East Coast Regional Chef Gary Patterson says that although claw meat offers more-aggressive flavor, ESPN Zone’s recipe calls for jumbo lump and lump crab atop the chicken because larger pieces elicit higher perceived value for guests. Thin spears of grilled asparagus and roasted-garlic mashed potatoes complete the hearty meal.

Despite its aptitude for spotlight sharing, crab is more than capable of standing on its own, as evidenced by the reimagined crab Louis that Catering Production Manager Mathew Starcher menus at West Virginia University in Morgantown.

The recipe’s traditional mayonnaise-based dressing is given new flavor dimensions as minced chipotles and Worcestershire, adobo and chile sauces combine for added kick, while sherry hits sweet notes.

For flavorful garnishes to chilled Alaska king crabmeat nestled in Bibb and iceberg lettuce leaves, Starcher presents pickled hard-cooked eggs, marinated Roma tomatoes and capers, and a cracked king crab leg.

"The things you can do with crab Louis are really limitless," Starcher says. "Crab just goes so well with so many different flavors."


Import Impact

In June, the U.S. Food and Drug Administration (FDA) announced broader import controls on farm-raised shrimp and four other types of seafood from China, instituting a policy of detaining the products at the U.S. border until they are proved to be free of unapproved animal drugs or food additives.

According to the National Marine Fisheries Service, Chinese shrimp imports account for 9.6% of the total U.S. shrimp supply, and all shrimp imported from China is aquacultured. If decreased supplies drive up shrimp prices, the FDA’s move potentially will affect foodservice operators whether or not they use the Chinese product.

So far, prices for Mexican shrimp served at West Virginia University in Morgantown have not been affected, says Catering Production Manager Mathew Starcher. An increase is possible, though, because the university contracts shrimp prices for its board plans but not for catering, he says.

At Gator’s Neo-Soul Café in San Mateo, Calif., Chef-owner Glenn Thompson says that if prices get too high on the American tiger shrimp he purchases, he will switch from buying direct to working with a large-scale distributor that offers lower prices because it has bulk buying power.

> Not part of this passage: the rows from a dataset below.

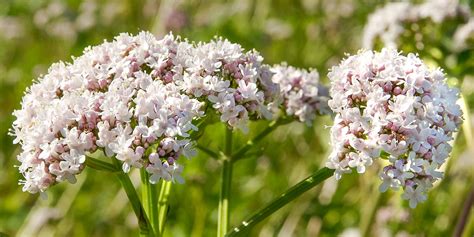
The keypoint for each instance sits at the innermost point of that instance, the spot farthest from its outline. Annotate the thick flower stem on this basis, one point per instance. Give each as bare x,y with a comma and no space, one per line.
292,193
149,199
163,206
223,210
143,221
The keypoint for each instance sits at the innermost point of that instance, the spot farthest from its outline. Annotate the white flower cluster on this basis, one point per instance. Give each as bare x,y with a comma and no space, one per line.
388,22
302,95
136,99
392,106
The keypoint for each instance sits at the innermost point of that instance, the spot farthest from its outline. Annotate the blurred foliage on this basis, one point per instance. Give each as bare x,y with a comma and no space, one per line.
305,33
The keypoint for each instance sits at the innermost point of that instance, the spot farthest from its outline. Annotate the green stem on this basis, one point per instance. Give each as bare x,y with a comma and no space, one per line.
368,218
292,193
143,221
208,151
223,210
149,199
250,143
163,206
464,214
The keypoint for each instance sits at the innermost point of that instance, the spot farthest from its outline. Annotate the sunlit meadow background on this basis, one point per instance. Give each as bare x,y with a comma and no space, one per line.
305,33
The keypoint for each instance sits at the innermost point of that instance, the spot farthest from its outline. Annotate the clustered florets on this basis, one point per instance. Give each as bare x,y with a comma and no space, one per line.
136,98
392,106
388,22
302,95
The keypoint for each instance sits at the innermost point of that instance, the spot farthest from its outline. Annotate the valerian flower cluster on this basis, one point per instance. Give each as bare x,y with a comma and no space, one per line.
138,98
392,106
389,22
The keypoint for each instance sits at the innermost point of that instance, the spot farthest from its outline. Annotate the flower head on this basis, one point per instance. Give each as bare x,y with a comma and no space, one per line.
392,106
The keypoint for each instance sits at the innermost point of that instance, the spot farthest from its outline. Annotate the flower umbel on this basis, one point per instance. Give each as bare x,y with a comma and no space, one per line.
392,106
137,98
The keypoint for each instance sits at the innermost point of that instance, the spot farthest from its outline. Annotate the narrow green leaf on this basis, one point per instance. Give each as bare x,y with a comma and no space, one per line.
292,193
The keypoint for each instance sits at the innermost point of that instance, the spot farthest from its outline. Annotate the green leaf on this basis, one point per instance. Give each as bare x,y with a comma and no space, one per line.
292,193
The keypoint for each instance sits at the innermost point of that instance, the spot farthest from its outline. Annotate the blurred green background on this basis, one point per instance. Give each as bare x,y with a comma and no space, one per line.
304,33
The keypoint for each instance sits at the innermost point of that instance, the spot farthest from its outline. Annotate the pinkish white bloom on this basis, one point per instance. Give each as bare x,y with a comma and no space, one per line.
302,95
392,106
139,95
389,22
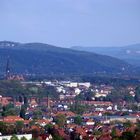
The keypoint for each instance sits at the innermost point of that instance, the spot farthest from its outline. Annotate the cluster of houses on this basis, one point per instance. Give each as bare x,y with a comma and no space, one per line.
103,113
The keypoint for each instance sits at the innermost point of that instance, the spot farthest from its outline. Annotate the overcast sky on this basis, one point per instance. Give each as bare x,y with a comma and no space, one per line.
71,22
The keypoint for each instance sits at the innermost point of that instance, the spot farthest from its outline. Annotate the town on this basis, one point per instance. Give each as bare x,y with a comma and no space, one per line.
68,110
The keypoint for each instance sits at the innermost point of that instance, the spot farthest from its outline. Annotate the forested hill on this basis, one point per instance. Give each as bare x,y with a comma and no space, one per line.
41,58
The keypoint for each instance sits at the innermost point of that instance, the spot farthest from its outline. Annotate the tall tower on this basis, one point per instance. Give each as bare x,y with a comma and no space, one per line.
8,68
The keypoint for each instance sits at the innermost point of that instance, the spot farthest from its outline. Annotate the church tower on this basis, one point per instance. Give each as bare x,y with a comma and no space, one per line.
8,68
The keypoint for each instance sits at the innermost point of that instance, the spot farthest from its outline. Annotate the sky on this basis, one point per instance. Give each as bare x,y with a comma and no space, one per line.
69,23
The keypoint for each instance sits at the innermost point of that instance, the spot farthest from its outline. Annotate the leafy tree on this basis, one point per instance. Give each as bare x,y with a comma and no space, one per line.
3,127
78,120
127,124
23,138
113,133
61,120
127,136
22,112
14,137
19,126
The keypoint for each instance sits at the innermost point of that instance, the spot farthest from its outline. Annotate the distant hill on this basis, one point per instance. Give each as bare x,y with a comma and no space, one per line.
38,58
130,53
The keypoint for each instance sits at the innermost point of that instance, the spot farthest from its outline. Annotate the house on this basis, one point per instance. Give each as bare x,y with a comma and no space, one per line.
90,122
12,119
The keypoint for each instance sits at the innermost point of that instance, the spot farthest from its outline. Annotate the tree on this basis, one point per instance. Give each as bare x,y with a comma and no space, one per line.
61,120
22,112
3,127
19,126
127,136
23,138
14,137
78,120
127,124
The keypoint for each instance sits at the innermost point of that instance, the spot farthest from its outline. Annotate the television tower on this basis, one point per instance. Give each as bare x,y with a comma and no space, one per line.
8,68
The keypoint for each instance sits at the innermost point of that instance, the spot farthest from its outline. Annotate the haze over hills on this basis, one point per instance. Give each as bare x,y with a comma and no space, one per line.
130,53
41,58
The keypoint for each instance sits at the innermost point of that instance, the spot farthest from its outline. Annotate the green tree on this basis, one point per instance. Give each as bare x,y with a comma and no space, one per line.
60,120
78,120
22,112
23,138
127,124
127,136
19,126
14,137
3,127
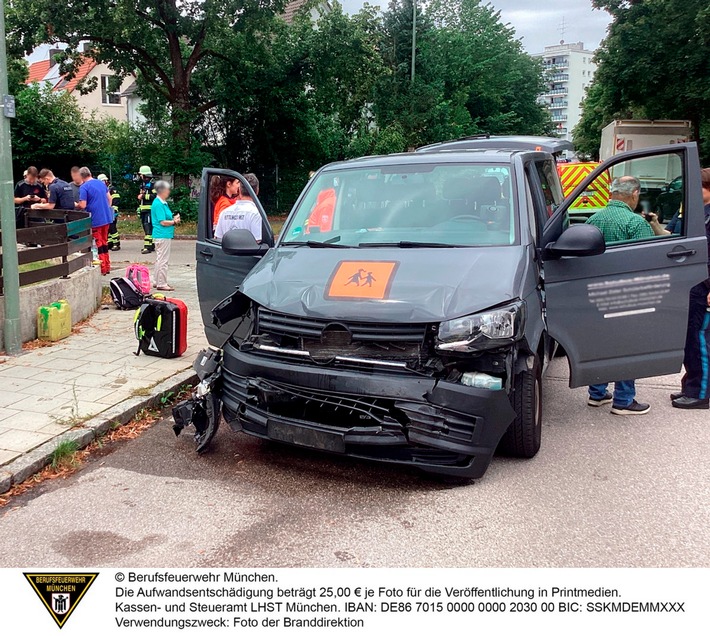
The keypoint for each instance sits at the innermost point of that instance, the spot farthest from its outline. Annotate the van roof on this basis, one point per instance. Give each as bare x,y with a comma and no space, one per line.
552,145
500,156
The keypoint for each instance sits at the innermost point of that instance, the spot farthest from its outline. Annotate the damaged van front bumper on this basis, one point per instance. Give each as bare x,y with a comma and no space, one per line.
440,427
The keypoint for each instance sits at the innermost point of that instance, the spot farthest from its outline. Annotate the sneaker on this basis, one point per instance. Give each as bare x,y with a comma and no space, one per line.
607,399
635,408
684,402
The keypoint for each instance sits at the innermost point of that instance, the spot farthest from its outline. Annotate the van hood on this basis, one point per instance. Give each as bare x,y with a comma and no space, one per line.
405,285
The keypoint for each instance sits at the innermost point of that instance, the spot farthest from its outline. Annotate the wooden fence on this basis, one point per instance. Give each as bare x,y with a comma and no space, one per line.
51,235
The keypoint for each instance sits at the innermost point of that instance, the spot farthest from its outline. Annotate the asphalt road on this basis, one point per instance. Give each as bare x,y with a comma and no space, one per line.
603,491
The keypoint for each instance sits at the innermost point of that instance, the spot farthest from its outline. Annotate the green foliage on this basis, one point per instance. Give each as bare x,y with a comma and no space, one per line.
63,453
653,64
229,83
182,203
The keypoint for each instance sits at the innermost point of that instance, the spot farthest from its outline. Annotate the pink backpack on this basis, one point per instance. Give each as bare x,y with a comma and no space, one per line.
139,275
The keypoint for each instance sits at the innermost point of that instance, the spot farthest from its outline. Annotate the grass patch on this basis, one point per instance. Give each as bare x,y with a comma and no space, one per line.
63,454
31,267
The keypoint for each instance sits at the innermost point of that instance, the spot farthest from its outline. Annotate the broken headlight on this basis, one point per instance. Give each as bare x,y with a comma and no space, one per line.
486,330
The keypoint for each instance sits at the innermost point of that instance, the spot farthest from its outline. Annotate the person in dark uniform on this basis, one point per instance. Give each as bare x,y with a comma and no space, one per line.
61,195
695,393
114,238
27,192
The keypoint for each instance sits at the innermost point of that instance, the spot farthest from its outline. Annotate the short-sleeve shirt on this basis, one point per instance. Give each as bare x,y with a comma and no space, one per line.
95,193
75,189
22,189
160,211
61,194
241,215
222,204
618,222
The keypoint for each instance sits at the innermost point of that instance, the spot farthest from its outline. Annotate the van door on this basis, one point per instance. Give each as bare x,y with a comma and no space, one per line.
219,274
622,314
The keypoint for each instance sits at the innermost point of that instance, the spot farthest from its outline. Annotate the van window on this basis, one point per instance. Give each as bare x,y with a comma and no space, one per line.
658,203
451,204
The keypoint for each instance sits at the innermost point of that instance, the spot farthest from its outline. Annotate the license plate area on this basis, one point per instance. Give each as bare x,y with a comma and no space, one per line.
306,436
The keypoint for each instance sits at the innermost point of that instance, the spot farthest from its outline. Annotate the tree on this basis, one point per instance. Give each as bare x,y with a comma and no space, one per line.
173,46
653,64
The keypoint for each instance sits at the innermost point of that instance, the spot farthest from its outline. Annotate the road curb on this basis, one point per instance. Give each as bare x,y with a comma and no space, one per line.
30,463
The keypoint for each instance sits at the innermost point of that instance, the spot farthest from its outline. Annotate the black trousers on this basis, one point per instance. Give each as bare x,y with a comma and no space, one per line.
696,381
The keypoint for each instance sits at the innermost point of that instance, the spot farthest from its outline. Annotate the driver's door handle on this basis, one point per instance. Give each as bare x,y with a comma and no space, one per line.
681,253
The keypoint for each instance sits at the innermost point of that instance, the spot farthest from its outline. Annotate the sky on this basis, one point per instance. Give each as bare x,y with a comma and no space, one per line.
539,25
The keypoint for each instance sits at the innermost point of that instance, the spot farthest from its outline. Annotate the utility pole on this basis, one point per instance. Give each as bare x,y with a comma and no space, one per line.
10,268
414,38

Kathy Ruiz, vice president of culinary operations for Houston-based Rainforest Cafe, is confident that the seafood-purchasing arm of parent company Landry’s Restaurants will be able to lock in reasonable prices on the wild shrimp it purchases. In general, the broad availability of farmed shrimp from other sources will keep costs stable, she believes. “It’s good that they’re putting further regulations on items we bring in from other countries,” she says. “It will help keep people honest at the end of the day.”